Youi drives success for South African parent
Youi Australia’s strong performance has contributed to South African parent Outsurance Holdings’ “pleasing” result in the six months to December 31.
The Australian operation’s headline earnings of $20 million for the half-year were in contrast to Youi New Zealand’s $7 million loss.
Outsurance’s profit for the period was 783 million rand ($67 million).
Youi Group – which operates in Australia and New Zealand – comprises 49% of Outsurance’s revenue and 12% of its profitability.
Youi New Zealand was launched in August 2014, and Outsurance says its performance is “in line with expectations”.

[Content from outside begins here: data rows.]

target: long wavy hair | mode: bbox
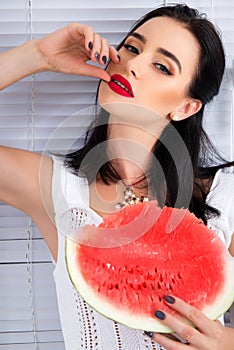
[64,4,234,223]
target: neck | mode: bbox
[106,108,170,182]
[104,103,169,182]
[107,122,154,182]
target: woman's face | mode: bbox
[98,16,201,120]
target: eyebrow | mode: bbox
[128,32,147,44]
[127,32,182,73]
[157,47,182,73]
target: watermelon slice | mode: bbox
[65,201,234,333]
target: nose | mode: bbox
[125,54,145,79]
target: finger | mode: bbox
[164,295,218,336]
[109,45,121,63]
[152,332,196,350]
[145,331,188,343]
[90,33,102,62]
[82,25,95,52]
[77,63,111,82]
[70,23,95,52]
[154,309,205,346]
[99,37,109,66]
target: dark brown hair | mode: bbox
[65,4,234,223]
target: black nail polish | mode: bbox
[117,54,121,61]
[102,55,107,64]
[94,52,99,60]
[144,331,153,338]
[164,295,175,304]
[88,42,93,50]
[155,310,166,320]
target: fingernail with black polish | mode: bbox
[102,55,107,64]
[88,42,93,50]
[144,331,153,338]
[164,295,175,304]
[155,310,166,320]
[94,52,99,61]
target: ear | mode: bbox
[171,98,202,121]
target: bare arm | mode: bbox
[229,233,234,257]
[0,22,120,90]
[0,40,47,90]
[0,146,58,260]
[0,23,120,259]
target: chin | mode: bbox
[98,82,167,133]
[98,79,123,106]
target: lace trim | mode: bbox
[114,322,123,349]
[70,208,89,228]
[65,209,166,350]
[72,286,166,350]
[54,158,168,349]
[73,287,100,349]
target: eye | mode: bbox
[123,44,139,55]
[154,63,173,76]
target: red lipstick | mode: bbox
[108,74,134,98]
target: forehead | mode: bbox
[134,16,200,74]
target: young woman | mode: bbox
[0,3,234,349]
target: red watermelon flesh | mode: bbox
[66,201,234,332]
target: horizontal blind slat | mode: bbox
[0,1,233,348]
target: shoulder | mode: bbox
[0,147,58,259]
[206,167,234,206]
[51,156,89,211]
[51,156,96,218]
[206,167,234,249]
[51,157,102,243]
[0,146,53,213]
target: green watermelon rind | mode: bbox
[65,237,234,333]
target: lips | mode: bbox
[108,74,134,98]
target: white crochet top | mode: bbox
[51,157,234,350]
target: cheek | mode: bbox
[143,83,186,112]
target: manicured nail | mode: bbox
[102,55,107,64]
[144,331,153,338]
[88,41,93,50]
[155,310,166,320]
[164,295,175,304]
[94,52,99,61]
[117,54,121,61]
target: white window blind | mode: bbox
[0,1,233,349]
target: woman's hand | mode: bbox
[0,22,119,89]
[36,22,120,81]
[148,296,234,349]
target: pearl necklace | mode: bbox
[115,176,150,209]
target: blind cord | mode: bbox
[28,0,35,152]
[210,0,214,23]
[232,60,234,160]
[26,221,39,348]
[26,0,39,348]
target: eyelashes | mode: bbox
[123,44,173,76]
[123,44,139,54]
[154,63,173,76]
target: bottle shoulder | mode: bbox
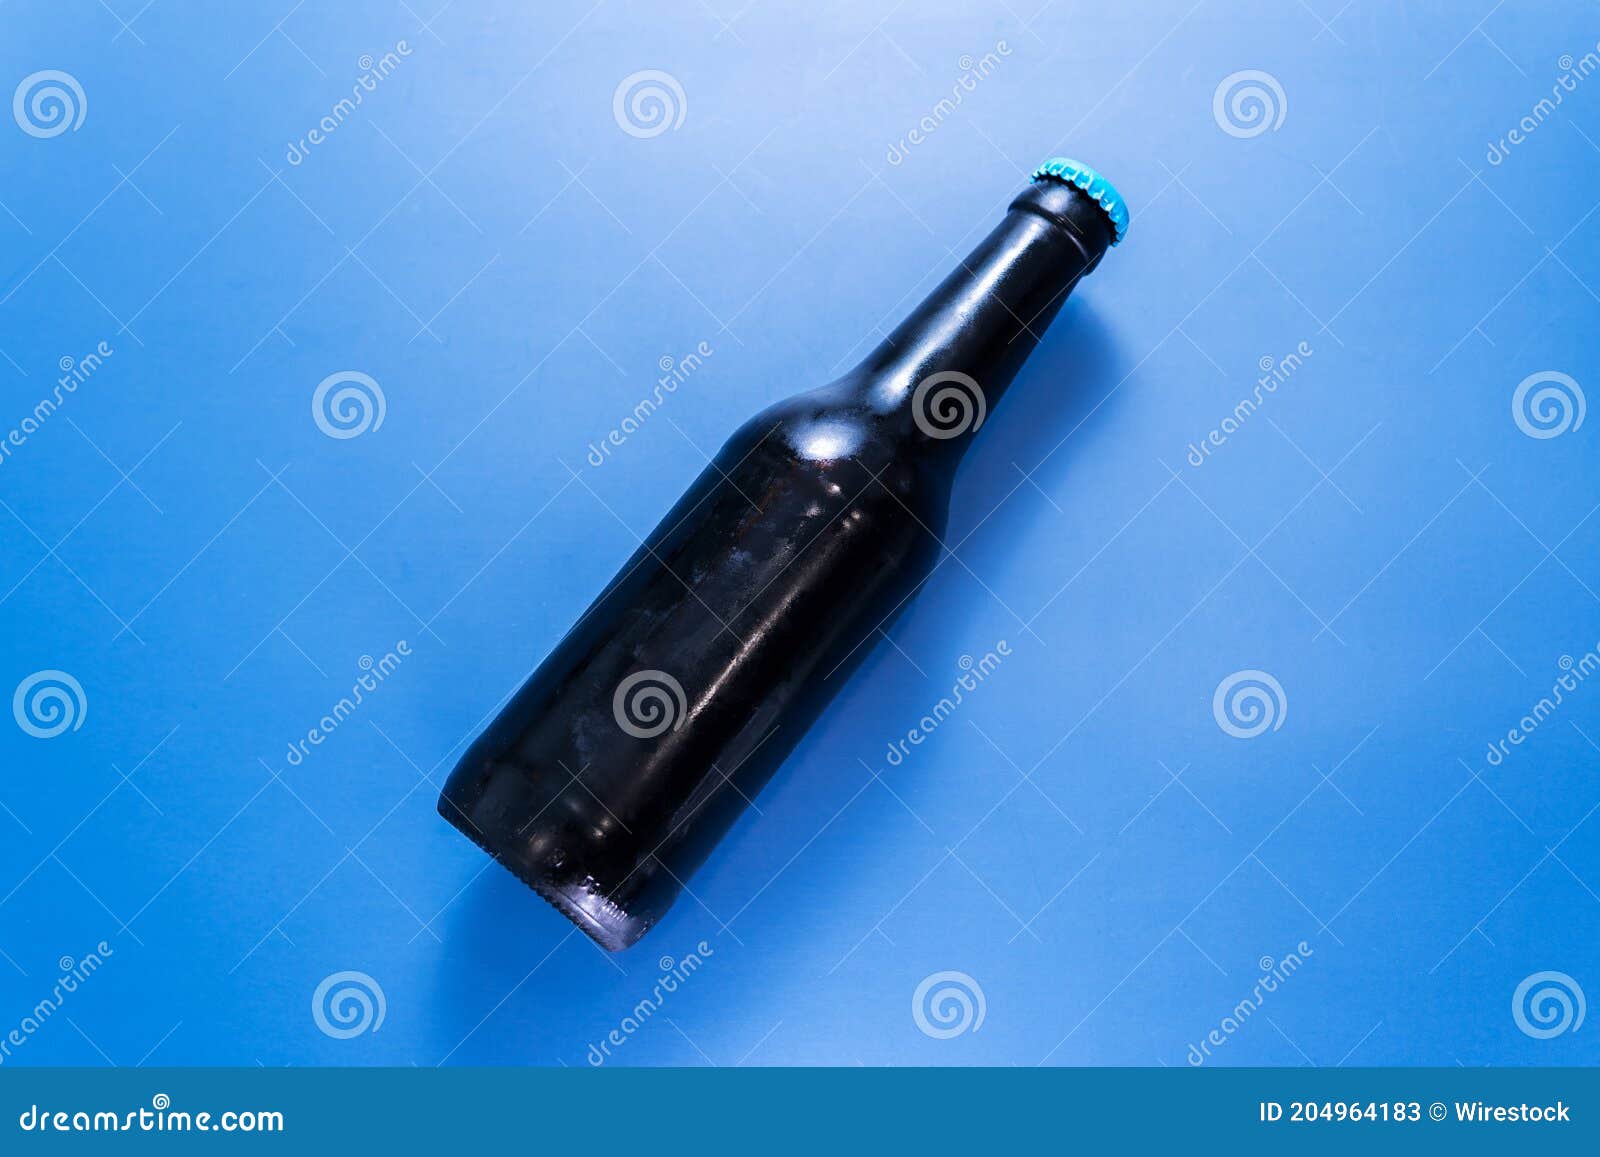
[721,382,948,507]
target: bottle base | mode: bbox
[436,794,651,953]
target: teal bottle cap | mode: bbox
[1031,157,1129,245]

The Kiwi operation’s “start-up loss” of 70 million rand ($6 million) “compares favourably to the 85 million rand ($7.3 million) loss of the immediately preceding six months”.
The strong Australian result is attributed to an increased underwriting margin, “which benefitted from relatively benign weather conditions and a notable improvement in cost efficiency”.

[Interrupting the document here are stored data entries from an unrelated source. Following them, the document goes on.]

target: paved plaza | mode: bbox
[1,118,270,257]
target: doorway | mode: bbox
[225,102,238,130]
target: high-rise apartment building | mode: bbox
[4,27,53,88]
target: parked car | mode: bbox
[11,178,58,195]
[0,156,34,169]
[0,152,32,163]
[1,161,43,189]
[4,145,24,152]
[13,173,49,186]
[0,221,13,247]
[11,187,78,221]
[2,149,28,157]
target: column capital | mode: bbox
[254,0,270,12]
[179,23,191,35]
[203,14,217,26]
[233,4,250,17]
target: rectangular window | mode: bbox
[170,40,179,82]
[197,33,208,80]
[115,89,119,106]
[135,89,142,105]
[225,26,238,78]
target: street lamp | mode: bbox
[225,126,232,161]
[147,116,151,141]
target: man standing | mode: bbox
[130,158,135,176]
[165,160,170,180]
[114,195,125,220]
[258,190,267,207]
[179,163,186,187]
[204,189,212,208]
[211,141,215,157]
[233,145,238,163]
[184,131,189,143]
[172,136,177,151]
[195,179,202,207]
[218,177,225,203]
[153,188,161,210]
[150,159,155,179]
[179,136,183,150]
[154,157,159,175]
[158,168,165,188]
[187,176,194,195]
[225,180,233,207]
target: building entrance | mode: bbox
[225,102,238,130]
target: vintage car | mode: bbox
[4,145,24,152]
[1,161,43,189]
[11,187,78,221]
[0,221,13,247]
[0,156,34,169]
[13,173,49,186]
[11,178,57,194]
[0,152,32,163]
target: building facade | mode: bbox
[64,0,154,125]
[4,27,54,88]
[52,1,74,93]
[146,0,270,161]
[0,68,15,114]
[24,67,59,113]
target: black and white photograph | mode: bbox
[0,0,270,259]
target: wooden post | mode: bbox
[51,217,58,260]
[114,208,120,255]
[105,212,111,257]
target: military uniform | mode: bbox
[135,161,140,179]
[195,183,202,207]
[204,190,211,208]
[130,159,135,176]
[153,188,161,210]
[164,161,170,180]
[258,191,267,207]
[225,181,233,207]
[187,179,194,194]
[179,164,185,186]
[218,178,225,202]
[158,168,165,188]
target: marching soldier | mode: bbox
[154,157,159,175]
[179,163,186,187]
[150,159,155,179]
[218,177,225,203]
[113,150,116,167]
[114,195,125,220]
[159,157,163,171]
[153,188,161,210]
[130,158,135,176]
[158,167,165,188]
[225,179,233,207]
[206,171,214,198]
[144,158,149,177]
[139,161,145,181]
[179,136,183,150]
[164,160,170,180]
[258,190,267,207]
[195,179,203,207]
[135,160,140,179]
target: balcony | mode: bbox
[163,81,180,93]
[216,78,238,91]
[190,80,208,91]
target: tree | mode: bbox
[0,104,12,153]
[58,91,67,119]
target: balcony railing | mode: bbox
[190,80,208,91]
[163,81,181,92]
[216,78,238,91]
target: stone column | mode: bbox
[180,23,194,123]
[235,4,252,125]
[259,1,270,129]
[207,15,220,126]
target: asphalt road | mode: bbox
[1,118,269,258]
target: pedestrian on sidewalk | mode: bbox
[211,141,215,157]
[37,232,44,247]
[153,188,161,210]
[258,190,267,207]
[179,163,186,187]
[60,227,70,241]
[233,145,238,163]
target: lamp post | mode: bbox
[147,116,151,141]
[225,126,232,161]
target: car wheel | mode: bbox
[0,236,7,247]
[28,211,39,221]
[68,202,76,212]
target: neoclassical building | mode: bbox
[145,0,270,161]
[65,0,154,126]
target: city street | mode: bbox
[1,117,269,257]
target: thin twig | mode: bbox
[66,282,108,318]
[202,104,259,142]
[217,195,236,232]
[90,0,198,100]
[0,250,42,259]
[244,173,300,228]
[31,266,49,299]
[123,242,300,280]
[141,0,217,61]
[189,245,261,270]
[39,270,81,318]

Youi Group gross written premium (GWP) grew 26%, more than triple the GWP growth of 7.3% for Outsurance in South Africa and exceeding overall group GWP growth of 17.6%.
Youi Australia’s GWP for the December half was $344 million, and New Zealand’s $14 million.
“Youi Australia’s market share of the domestic vehicle and home markets continues to expand as new business volumes are sustained,” Outsurance says.
The Australian business’ combined operating ratio moved to 91.3% in the half-year from 98.2% in the corresponding period of 2014, driven by an improvement in claims and the cost-to-income ratio.
“Claims repair and replacement costs in Australia have been subject to inflationary pressures as a result of the weaker Australian dollar against major currencies,” Outsurance says.
“Youi Australia’s claims ratio continues to outperform the industry experience.”